Guru Ram Das

Guru Ram Das

September 14, 1534 – August 22, 1581
Place of Birth: Chuna Mandi, Lahore, Punjab, Mughal Empire (Present day Pakistan)
Place of Death: Goindval, Mughal Empire (Present day India)

Guru Ram Das (ɡʊru ɾɑm dɑs; 1534–1581) was the fourth of the ten Gurus of Sikhism. He was born on 24 September 1534 in a poor Hindu family based in Lahore, part of what is now Pakistan. His birth name was Jetha, he was orphaned at age 7, and thereafter grew up with his maternal grandmother in a village.

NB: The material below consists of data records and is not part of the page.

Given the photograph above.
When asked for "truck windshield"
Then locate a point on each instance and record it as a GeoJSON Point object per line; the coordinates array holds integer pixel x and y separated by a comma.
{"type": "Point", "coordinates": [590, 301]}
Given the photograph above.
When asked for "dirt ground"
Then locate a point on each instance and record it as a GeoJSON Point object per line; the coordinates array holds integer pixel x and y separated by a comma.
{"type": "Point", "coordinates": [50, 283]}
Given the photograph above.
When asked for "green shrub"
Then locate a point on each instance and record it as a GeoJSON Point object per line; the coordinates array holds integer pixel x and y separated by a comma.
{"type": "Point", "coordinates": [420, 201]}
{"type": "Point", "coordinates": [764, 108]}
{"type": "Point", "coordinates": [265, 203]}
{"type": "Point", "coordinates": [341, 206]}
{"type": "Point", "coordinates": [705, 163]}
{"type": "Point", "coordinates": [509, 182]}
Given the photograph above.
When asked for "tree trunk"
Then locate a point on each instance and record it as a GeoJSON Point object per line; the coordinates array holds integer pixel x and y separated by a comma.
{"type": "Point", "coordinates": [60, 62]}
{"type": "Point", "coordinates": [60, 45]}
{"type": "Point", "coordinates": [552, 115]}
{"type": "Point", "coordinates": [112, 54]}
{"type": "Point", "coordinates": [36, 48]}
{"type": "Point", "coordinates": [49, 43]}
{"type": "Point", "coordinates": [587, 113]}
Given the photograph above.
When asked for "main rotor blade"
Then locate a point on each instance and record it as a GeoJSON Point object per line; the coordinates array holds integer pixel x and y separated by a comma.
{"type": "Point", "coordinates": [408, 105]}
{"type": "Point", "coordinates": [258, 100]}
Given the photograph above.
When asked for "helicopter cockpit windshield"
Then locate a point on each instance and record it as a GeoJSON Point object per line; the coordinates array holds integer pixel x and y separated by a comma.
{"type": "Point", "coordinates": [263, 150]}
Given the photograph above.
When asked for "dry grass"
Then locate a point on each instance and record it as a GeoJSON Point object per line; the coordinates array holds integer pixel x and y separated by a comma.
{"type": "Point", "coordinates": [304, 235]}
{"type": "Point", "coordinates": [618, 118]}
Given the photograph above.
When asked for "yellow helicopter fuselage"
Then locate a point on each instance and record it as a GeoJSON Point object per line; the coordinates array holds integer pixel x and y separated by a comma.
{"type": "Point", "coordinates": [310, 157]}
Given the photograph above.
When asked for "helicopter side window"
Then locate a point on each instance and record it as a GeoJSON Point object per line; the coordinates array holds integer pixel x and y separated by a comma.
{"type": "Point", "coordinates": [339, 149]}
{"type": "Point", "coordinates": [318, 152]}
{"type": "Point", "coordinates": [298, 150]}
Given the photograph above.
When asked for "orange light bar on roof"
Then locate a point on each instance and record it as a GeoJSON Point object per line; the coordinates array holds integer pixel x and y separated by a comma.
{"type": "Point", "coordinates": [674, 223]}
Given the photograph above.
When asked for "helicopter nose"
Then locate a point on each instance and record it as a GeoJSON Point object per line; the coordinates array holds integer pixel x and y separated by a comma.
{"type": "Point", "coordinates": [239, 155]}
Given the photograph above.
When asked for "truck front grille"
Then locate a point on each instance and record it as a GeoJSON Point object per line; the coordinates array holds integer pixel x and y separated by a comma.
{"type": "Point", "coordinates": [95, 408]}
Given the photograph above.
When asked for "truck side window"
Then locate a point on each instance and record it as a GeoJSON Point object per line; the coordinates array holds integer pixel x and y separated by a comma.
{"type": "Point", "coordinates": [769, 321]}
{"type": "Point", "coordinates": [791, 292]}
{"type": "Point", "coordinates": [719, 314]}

At age 12, Bhai Jetha and his grandmother moved to Goindval, where they met Guru Amar Das. The boy thereafter accepted Amar Das as mentor and served him. The daughter of Amar Das married Bhai Jetha, and he thus became part of Amar Das's family. As with the first two Gurus of Sikhism, Guru Amar Das instead of choosing his own sons, chose Bhai Jetha as his successor and renamed him as Ram Das or "servant or slave of god ".

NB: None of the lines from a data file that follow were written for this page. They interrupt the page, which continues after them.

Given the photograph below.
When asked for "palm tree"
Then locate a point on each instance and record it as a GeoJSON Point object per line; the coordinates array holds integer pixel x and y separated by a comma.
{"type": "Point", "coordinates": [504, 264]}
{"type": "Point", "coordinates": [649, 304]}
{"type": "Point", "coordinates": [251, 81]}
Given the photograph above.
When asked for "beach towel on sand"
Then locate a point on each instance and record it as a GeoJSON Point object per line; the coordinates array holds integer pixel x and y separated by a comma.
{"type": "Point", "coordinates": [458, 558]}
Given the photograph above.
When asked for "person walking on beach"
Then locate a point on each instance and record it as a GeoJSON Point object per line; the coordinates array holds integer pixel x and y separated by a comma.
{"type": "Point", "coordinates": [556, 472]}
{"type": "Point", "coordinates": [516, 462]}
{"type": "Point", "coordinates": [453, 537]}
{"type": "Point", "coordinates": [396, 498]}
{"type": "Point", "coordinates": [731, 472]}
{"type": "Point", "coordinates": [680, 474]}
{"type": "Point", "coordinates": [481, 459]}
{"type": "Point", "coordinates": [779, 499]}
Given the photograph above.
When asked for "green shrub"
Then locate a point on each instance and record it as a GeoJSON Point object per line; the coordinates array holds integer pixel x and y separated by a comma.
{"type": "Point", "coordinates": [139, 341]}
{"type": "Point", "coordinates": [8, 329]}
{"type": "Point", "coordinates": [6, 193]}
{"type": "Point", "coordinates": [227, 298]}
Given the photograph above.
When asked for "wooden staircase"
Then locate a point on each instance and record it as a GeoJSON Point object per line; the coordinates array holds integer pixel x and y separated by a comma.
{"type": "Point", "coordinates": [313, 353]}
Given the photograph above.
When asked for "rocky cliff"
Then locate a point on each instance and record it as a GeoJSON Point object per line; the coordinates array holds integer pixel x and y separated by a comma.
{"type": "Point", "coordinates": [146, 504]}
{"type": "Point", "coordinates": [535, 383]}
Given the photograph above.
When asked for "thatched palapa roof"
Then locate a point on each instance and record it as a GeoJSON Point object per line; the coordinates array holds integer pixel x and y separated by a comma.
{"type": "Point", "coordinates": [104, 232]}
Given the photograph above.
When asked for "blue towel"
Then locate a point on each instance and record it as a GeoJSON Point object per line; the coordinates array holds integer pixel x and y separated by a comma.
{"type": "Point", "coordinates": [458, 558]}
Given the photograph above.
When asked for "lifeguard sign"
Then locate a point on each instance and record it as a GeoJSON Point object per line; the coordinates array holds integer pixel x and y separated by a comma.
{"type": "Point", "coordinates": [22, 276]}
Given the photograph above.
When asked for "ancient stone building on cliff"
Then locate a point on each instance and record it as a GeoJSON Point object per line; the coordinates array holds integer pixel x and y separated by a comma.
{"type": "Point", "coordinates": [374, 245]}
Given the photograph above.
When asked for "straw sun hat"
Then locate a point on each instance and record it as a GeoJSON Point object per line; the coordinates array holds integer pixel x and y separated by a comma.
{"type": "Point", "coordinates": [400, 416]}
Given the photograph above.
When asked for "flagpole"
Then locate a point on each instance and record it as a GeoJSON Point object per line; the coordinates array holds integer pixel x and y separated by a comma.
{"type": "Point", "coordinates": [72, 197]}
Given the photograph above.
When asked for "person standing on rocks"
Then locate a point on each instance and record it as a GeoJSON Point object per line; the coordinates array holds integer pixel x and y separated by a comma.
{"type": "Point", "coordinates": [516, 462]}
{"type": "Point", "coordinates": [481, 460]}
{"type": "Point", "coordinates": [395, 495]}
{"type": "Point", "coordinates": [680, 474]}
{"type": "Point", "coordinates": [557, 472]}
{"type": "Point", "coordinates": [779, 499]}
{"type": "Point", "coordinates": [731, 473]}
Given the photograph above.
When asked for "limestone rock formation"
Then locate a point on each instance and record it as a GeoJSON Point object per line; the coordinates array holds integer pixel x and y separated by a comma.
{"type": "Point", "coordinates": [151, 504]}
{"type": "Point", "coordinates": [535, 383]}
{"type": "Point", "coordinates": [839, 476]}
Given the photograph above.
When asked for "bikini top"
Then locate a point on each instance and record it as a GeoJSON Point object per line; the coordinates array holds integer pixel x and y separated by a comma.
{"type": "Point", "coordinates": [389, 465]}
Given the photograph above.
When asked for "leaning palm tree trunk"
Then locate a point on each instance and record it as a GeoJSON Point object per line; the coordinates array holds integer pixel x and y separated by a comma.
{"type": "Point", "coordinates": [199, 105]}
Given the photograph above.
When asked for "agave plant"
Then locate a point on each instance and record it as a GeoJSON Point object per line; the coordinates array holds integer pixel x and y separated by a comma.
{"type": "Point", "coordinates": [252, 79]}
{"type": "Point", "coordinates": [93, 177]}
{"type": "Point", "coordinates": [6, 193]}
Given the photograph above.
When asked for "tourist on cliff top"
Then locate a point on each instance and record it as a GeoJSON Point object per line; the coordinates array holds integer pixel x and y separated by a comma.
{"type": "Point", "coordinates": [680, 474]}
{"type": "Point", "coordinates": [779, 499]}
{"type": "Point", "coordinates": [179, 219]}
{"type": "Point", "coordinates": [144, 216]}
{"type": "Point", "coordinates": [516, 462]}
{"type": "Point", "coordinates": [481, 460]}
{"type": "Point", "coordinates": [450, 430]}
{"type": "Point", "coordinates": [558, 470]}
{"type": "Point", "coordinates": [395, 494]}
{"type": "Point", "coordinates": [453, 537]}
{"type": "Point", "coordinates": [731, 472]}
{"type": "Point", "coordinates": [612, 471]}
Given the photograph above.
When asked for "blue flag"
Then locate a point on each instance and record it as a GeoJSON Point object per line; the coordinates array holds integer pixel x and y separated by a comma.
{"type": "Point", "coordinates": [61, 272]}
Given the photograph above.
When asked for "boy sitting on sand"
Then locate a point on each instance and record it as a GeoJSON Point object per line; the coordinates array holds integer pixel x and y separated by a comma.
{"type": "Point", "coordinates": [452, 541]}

Ram Das became the Guru of Sikhism in 1574 and served as the Sikh leader until his death in 1581. He faced hostilities from the sons of Amar Das, shifted his official base to lands identified by Amar Das as Guru-ka-Chak. This newly founded town was eponymous Ramdaspur, later to evolve and get renamed as Amritsar – the holiest city of Sikhism. He is also remembered in the Sikh tradition for expanding the manji organization for clerical appointments and donation collections to theologically and economically support the Sikh movement. He appointed his own son as his successor, and unlike the first four Gurus who were not related through descent, the fifth through tenth Sikh Gurus were the direct descendants of Ram Das.